NRVO translation is not NRVO eligible

[rmccampbell]

When given a function invoking NRVO, for example:

C f() {
  C c;
  return c;
}

The insight returns

C f()
{
  C c = C() /* NRVO variable */;
  return C(static_cast<C &&>(c));
}

If I substitute this directly in the code however, the compiler can no longer apply NRVO and instead calls the move constructor on c. See https://godbolt.org/z/qecYW1e9e. When returning c directly, there is no move constructor and only one destructor called.

Note however that if c is a parameter then the move construction is necessary, so this seems to be a correct translation in that case, e.g.

C f(C c) {
  return c; // return C(static_cast<C &&>(c));
}

[andreasfertig]

Hello @rmccampbell,

thanks for starting this conversation!

NRVO is tricky. It is an optimization performed by the compiler in the back end. C++ Insights looks at the front end. The thing that plays the major role here is guaranteed copy elison.
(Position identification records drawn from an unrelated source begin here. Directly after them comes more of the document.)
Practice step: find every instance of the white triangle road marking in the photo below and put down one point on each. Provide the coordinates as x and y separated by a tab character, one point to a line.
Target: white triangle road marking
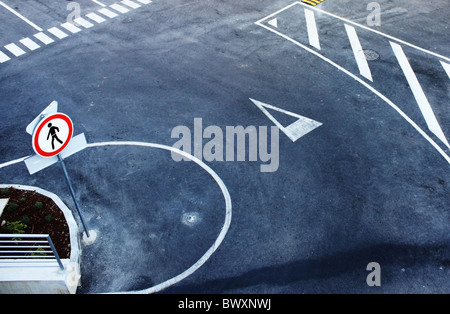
294	131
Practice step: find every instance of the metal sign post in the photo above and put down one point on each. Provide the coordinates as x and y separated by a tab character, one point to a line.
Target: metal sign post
52	141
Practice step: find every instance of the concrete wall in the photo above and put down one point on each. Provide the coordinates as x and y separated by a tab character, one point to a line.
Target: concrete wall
17	277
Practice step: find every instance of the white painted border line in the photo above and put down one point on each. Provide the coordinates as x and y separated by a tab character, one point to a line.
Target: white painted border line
358	52
71	28
95	17
23	18
446	67
119	8
44	38
356	78
372	30
4	57
108	13
131	4
83	22
57	32
311	25
419	94
99	3
27	42
15	50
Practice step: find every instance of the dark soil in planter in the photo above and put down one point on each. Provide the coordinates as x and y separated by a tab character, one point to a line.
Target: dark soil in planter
40	215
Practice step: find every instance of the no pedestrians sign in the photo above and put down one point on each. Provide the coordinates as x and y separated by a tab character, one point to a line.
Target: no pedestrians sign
52	135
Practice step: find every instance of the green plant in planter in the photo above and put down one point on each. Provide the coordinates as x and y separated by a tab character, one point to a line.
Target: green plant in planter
16	227
12	207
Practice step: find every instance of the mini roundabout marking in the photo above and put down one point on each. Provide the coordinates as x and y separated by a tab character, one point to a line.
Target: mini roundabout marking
188	219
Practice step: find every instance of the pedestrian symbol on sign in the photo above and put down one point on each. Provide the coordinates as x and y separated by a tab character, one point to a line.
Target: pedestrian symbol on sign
52	132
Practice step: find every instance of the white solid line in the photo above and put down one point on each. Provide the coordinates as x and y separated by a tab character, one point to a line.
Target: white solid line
4	57
362	82
27	42
95	17
71	28
21	17
83	22
313	35
131	4
15	50
108	13
364	27
417	90
58	33
119	8
360	57
99	3
446	67
44	38
225	227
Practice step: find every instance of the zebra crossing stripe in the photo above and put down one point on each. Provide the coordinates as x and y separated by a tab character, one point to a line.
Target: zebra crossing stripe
27	42
131	4
44	38
57	32
4	57
313	34
15	50
313	2
360	57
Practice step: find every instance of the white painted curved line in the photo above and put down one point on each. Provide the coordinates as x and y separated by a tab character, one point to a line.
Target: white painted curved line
220	238
356	78
216	244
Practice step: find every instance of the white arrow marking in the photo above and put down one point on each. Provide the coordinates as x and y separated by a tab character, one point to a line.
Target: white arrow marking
274	22
296	130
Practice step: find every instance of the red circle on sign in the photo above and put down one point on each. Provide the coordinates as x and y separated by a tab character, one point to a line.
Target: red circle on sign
39	128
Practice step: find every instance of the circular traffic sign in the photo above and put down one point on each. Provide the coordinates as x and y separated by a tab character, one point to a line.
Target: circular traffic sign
52	135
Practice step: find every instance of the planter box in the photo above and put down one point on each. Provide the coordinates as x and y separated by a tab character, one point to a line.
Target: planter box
21	277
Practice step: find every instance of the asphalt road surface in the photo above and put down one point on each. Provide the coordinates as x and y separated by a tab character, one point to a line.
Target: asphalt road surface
363	157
What C++ Insights shows is what Clang tells me. In the initial AST (https://godbolt.org/z/v8brhz16E) you see:

|   `-ReturnStmt <line:19:5, col:12> nrvo_candidate(Var 0xba30518 'c' 'C')
|     `-CXXConstructExpr <col:12> 'C' 'void (C &&)'
|       `-ImplicitCastExpr <col:12> 'C' xvalue <NoOp>
|         `-DeclRefExpr <col:12> 'C' lvalue Var 0xba30518 'c' 'C'

Notice that it says nrvo_candidate at this point. The compiler may decide differently. However, I will use that information and keep the variable in that case. A fix is on its way.

Andreas

[rmccampbell]

I wonder if it would make sense to add another comment to the return statement to emphasize that NRVO is happening (in case the variable declaration is far away)?